Third version of the "Mystère de la Chambre Jaune" /"Parfum de la Dame en Noir" novel (two novels which are actually one long story divided into two parts ).For the record,there was Marcel L'Herbier (1930) whose films were not bad ,and Louis Daquin (1948-1949).Plus an excellent MTV "Mystère de la Chambre Jaune" starring Claude BRasseur as Rouletabille in 1965 followed circa 1966 by a "Parfum" as a miniseries with different actors .
The Podalydès bros have a lot of qualities.They try to get the contemporary French movie out of convention,they try new tacks with talent ,they introduce emotion (the relationship Rouletabille/Mathilde is not far from an incest and there's certainly a Freudian relationship with his father Larsan :the "burial at see" filmed from a distance,while Rouletabille is alone on the boat whilst his companions are staying in the fort is revealing)and a sense of humour (One of the ladies is shouting "A table!" every ten minutes).My God!They try to outdistance Claude Chabrol in the field of gastronomy!And of course,there's the obligatory tribute to Hergé and Tintin: in the fort ,there is a portrait of a captain of long ago,who resembles Le Chevalier de Hadoque ,captain Haddock's ancestor in "le Secret de la Licorne".The iron mask is borrowed from Dumas .As for the submarine...

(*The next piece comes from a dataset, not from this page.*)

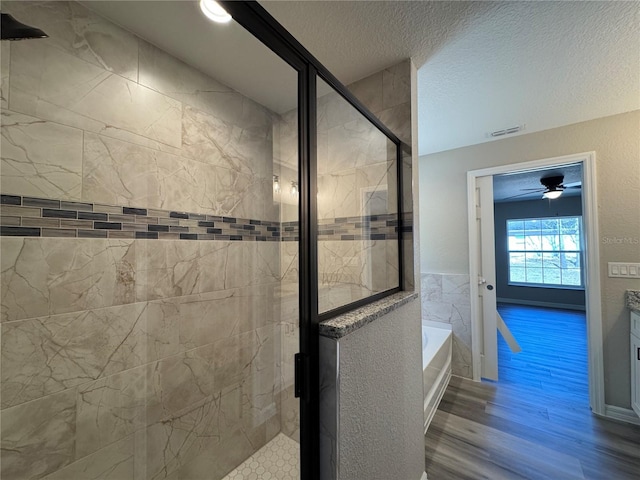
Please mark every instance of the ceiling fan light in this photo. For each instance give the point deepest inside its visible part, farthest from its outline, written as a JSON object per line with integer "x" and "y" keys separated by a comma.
{"x": 552, "y": 194}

The problem is that the Podalydès bros made a complicated story out of a muddled novel-certainly inferior to "le Mystère .. " the plot of which was close to perfect.Even the 1930 version was sometimes difficult to catch up with....It's not easy to introduce melodrama elements into an extravagant thriller.Rouletabille was a sleuth in "Mystère" ,he 's turned into a conjurer in that follow-up.Like father,like son.
The best scene might be the flashback when Rouletabille was a child in a boarding-school.This memory lane has a sense of mystery (as if the P. bros were recalling "Les Disparus de Saint-Agil" or "Le Visiteur" )which eludes the rest of the movie.